Tuesday, August 2, 2011

Chapati Time

Have you ever noticed that it's the little things in every day life that trigger memories?  Well for me sometimes it's the opposite, it's the major things in my life that often remind me of the little memories that I had forgotten.  For example, I carry my grandmother with me in my heart.  Even though she's been gone for a while, she's right there with me every day, her words of wisdom constantly ringing in my ears.  So the other day, I was thinking of her having been a missionary's kid, living in India until she was 21, and then it made me hungry for Indian food, so I decided I wanted to make chapati (yes, this is how my mind works on a regular basis).

Did you know that if you have this:


You can make these in less than 30 mins?!


Here's a recipe for basic Chapati, but feel free to mix in 1/4 t. ground cardamom or curry powder to give it a little flavor.  These flat-breads are very plain on their own.  My husband says that they're somewhere between a tortilla and a pita with regards to texture and taste.  Get creative filling them with whatever you want, from traditional Indian fare to a Caesar salad.

Chapati

2 c Wheat flour (you can use whole wheat flour, white flour or a blend of the two, depending on the texture that you like)
1 t Salt
2 T olive oil
2/3 c liquid, enough to make an elastic dough-this will fluxuate depending on the current humidity. (I've found that about 1/3 c milk and 2/3 c water produces a decently pliable product.  You can add yogurt instead of milk, all milk, all water, etc.  Again, experiment with the proportions until you get a texture that you like)


Instructions

Combine the flour and salt in a mixing bowl outfitted with a dough hook.

Add the olive oil and enough liquid to create an elastic dough that pulls away from the sides of the bowl when you mix it.

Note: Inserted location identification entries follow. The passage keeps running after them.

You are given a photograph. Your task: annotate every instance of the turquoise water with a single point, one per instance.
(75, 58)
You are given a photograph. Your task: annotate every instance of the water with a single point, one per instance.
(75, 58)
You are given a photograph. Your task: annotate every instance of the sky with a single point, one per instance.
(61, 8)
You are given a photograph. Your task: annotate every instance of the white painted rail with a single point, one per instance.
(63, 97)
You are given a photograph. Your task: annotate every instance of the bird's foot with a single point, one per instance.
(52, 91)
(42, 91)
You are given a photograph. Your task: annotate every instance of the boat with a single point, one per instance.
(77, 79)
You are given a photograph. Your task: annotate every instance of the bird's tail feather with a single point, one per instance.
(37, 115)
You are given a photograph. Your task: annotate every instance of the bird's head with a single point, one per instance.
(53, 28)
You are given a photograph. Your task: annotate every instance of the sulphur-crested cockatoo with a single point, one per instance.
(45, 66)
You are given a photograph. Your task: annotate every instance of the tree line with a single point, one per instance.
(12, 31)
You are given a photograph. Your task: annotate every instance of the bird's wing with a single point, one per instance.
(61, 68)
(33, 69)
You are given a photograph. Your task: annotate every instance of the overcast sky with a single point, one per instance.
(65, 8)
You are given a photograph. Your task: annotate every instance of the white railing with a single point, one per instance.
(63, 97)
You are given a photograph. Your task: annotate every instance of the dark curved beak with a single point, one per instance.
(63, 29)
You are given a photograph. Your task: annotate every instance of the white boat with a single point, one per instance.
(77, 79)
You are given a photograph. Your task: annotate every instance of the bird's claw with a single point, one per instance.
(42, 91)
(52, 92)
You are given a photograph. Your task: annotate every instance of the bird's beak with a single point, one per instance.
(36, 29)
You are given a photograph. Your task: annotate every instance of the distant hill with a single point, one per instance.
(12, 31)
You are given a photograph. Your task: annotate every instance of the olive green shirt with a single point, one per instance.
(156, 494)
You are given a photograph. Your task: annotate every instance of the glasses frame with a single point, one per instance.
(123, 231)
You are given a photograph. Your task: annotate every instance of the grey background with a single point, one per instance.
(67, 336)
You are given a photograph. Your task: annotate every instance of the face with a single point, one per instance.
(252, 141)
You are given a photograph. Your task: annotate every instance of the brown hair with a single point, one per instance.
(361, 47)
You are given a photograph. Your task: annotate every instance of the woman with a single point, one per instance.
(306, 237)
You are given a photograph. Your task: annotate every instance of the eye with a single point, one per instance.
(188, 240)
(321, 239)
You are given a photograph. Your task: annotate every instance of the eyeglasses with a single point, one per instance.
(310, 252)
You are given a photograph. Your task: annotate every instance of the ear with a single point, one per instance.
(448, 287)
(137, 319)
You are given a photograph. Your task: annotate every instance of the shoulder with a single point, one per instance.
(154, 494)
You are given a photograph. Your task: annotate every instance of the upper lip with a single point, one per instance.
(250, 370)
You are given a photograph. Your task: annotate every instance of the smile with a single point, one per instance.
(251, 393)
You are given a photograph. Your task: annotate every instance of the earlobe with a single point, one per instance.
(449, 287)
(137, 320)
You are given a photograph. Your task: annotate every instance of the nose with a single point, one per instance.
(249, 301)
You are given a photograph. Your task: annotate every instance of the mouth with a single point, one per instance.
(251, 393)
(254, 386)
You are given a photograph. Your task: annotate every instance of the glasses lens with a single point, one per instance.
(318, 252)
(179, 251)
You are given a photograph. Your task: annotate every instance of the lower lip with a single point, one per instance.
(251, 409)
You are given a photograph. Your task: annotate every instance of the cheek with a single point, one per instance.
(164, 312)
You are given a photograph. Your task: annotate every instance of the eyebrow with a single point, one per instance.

 Turn out the dough on a lightly floured surface & knead a few times.  Divide dough into equal balls, depending on the size chapati you desire (smaller if you're dipping them, larger if you're filling them.)  6 balls will yield chapati that is big enough to fill.  Let the dough rest about 5-10 mins (not too long or it will dry out).



 Roll out the dough as thin as you can get it, think tortilla thin.  The dough stretched a bit more as I pulled it off the counter, but with these, the thinner the better.

Heat a griddle to medium and add a little olive oil so that things don't stick.  Place dough disk on the griddle & cook for about 30 seconds or until it starts to brown.




Flip & cook for an additional 30 seconds or so, too long & the chapati will get crispy and brittle.

















Trust me, these are pretty darn easy to make & so versatile that they'll surely become a staple in your lunch box.  I filled mine with a mixture of potatoes, onion, carrots, peas, whole tomatoes and spices...is it lunch time yet?  Enjoy.